My phone vibrates with a text and I look down to see his name on the screen. How did it all go?

Picking up my phone, I start to type about ten different replies but find myself deleting each one. Finally dropping it back on the bed, I turn on the television, get into the shower. I pull out a notepad and spend the next few hours sketching some of the worst things I’ve ever done and then drop the pad on the bed. Was Razor Fish a fluke? I started it when I was fifteen, and it took me three years to finish, two more to edit, and another two to get published. How did I ever expect to write the follow-up in a matter of months while touring, working on the film, falling in love?

The panel shows a monster, eating the furniture.

I’m exhausted but my brain won’t stop. I dig into my bag, find a sleeping pill. It stares at me, tiny and white and challenging.

I don’t even feel it slide down my throat.

The world narrows from a wide white space to the tiny spot of focus in front of me: my hand holding a pen. The line elongates, dragging off the margin, and my eyelids are heavy trees falling over in the woods.

AUSTIN MEETS ME outside the building again the next morning, handing me a huge cup of coffee. “Figured you might need it, eh?” he asks, sipping his little espresso.

I smile, thanking him as I take it. My thoughts reel: Is he saying today is going to be longer and harder than yesterday? Or is he saying he thinks I need to be more focused and got me a coffee to help?

I follow him to the elevators, listening to him have a short, bursty conversation on his cell. He hangs up just as we get into the car and press into a cluster of people.

“I want you to know that Langdon really does get the spirit of your story,” Austin says, too loud in such a crowded space.

“I’m sure.” I want to talk to Austin about this, of course—as well as make sure we’ll be able to wrap this up in time for me to get home and back to work—but I really don’t want to do it in the middle of a crowded elevator.

“And I get that the age thing is a sticking point to you—”

“It is,” I say quietly.

“But Langdon has the film sensibility to know what will work and what won’t. We aren’t going to draw in the male audience we need with a fifteen-year-old female protagonist.”

I can tell everyone around us is listening in, waiting to see how I reply.

“Well, that’s a shame,” I say, and someone behind me snorts. I can’t tell from the sound whether it’s supportive or derisive. “Though Natalie Portman was only twelve in The Professional, and a lot of Razor and Quinn’s relationship dynamics are based on that.”

The doors open on our floor.

“Well, there was certainly discussion about the sexual dynamics there, too,” he points out.

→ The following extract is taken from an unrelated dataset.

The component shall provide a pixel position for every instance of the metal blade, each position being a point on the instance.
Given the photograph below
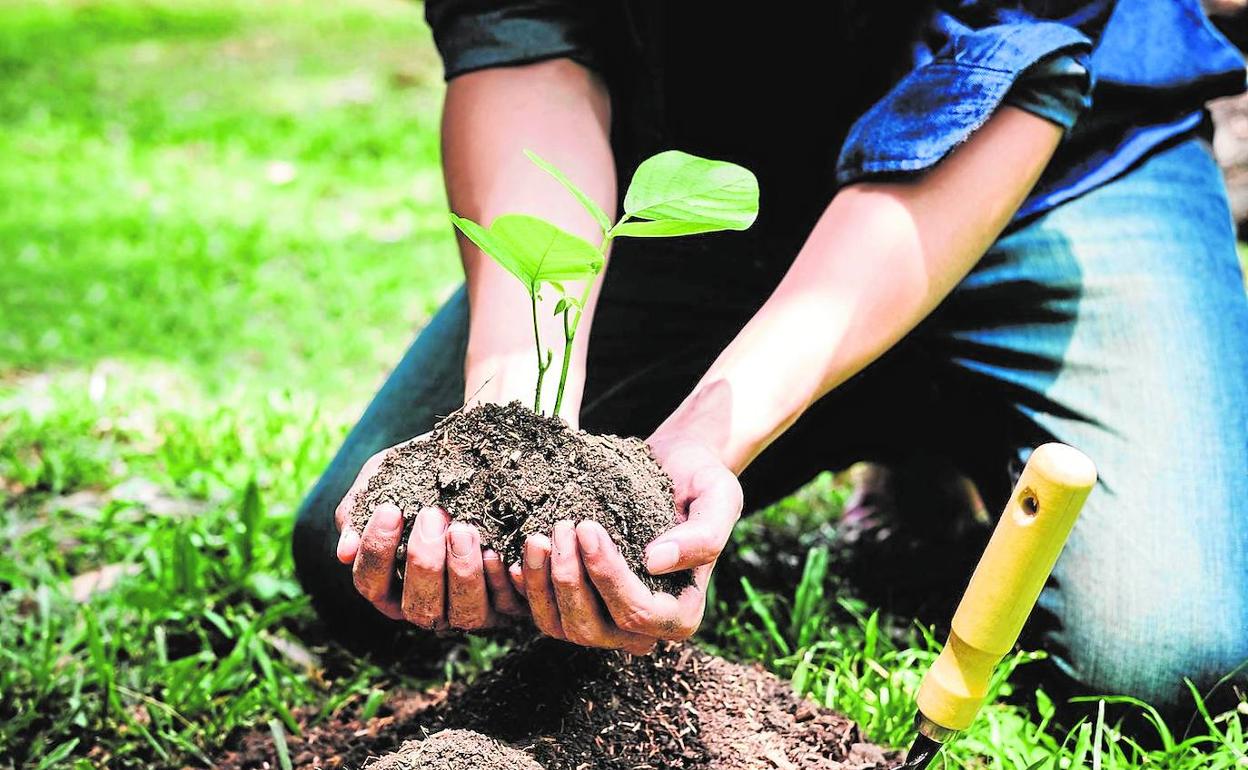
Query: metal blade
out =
(921, 753)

I open my mouth to give him my opinion—that it’s about damaged people finding connection, and it’s never implied to be a sexual relationship between Mathilde and Léon—when the doors open and Austin steps out of the lift.

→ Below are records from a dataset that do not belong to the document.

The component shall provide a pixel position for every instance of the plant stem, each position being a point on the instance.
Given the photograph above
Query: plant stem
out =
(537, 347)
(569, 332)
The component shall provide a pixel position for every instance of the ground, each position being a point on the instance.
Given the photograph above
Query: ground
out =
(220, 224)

“Sex sells,” he says over his shoulder. “It’s not an idiom for nothing.”

“Wolverine, too,” I call out, loud enough that I know he hears me even if he’s charging ahead of me and thumbing through emails on his phone. “He mentors younger girls but never lets it get creepy.”

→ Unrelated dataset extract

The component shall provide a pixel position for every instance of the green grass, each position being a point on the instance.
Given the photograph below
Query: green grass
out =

Austin ignores this, and we walk down toward the same conference room we were in yesterday. I see through the glass door that Langdon is already there, sitting and laughing easily with another man—slightly older than Langdon, but fit, with graying hair at his temples and thick tortoise-shell frames.

“Oh, good, they’re both here,” Austin says, pushing the door open with a flattened palm. “Lola, this is Gregory Saint Jude.”

The man stands and turns, looking at me with guarded eyes.

“Our director,” Austin adds.

I reach out to shake the man’s hand. He’s shorter than I am but greets me with a firm handshake, a friendly nod, and then sits back down beside Langdon.